Because propaganda about AES kept being debunked to me and it led me to realize that AES states are way better than I was led to believe

[–] makotech222@lemmygrad.ml 1 points 1 year ago
  1. a lifelong desire for justice
  2. bernie 2016 + chapo subreddit
  3. bernie 2020 + reading state and revolution
[–] CamaradaD@lemmygrad.ml 1 points 1 year ago

A mix of unemployment through an entire year (2013), already having similar personal standards, and my aunt marrying a Russian (ironically, he's now far-right) who said he missed the USSR and how life was there. Also, one of my former bosses gave me a copy of The Communist Manifesto and I liked it. Then I read the first The Capital volume. I suppose it was a gradual proccess and somewhat instinctive in my case - I basically figured out Communism is, logically, the best possible system for people like me.

[–] Jonathan12345@lemmygrad.ml 1 points 1 year ago

I used to be one of those stuck-up sinofash dudes with liberal tendencies, but in America. So I was bombarded by China bad. Then I discovered r/sino, and found genzedong through that. @JohannesAdams1212 was with me in the china evil subreddit, and he showed me here. I became a marxist a few months after joining genzedong.

[–] 201dberg@lemmygrad.ml 0 points 1 year ago

I didn't decide to be a Marxist. I became one when I learned more about the world and communism.

[–] Valbrandur@lemmygrad.ml 0 points 1 year ago

My family got hit very badly by the great recession. Everyone simply named "the crisis" as the responsible of the sudden increase of poverty around me, and being the curious person that I was at the time, I began to wonder: what exactly is that, and how did it happen?

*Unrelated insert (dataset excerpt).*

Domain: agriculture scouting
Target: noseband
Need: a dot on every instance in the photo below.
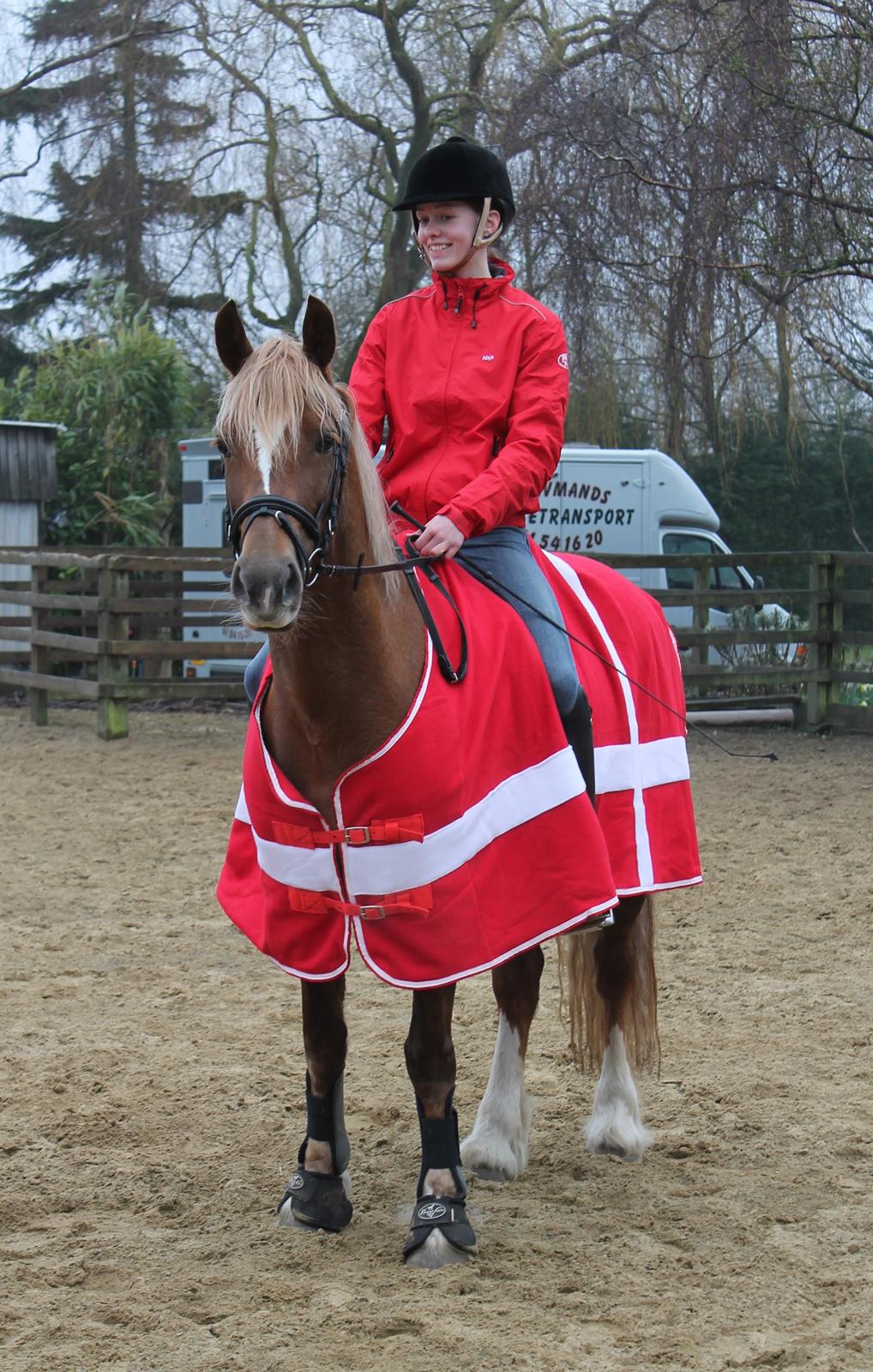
(319, 526)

That is how I stumbled upon the texts of a white-bearded German man, and the rest is history.

[–] freagle@lemmygrad.ml -1 points 1 year ago

I decided long ago to use the most effective cognitive tools for navigating my world and to discard tools that led to undesirable outcomes. I gave up on many tools early in life like superstition and religion, picked up tools like science and philosophy, and then I got stuck. I tried tools like zazen meditation and yoga and got a little progress but not much. I tried zen koans and the tao te ching to much the same result. Then I rediscovered Ethics and found a new set of tools that I had previously discarded.

And still there were major cognitive problems that I could not resolve internally. Then I discovered critical theory and started diving in, surveying everything, suddenly understanding why there were entire schools of thought that previously had seemed so esoteric and inscrutable to me. I still didn't understand these things but I had a mental model to approach them finally. I made no commitments but tried a few schools of thought and it seemed random whether or not I got useful insights. And then I traced back things all the way to Marx and Engels and then rebuilt my understanding using dialectical materialism and discovered it to be incredibly effective and consistent.

I didn't decide to become a Marxist, I became a Marxist the same way I had previously become an adopter of any school of thought - I continue to seek useful and effective ways of being and Marxism has been the best thus far.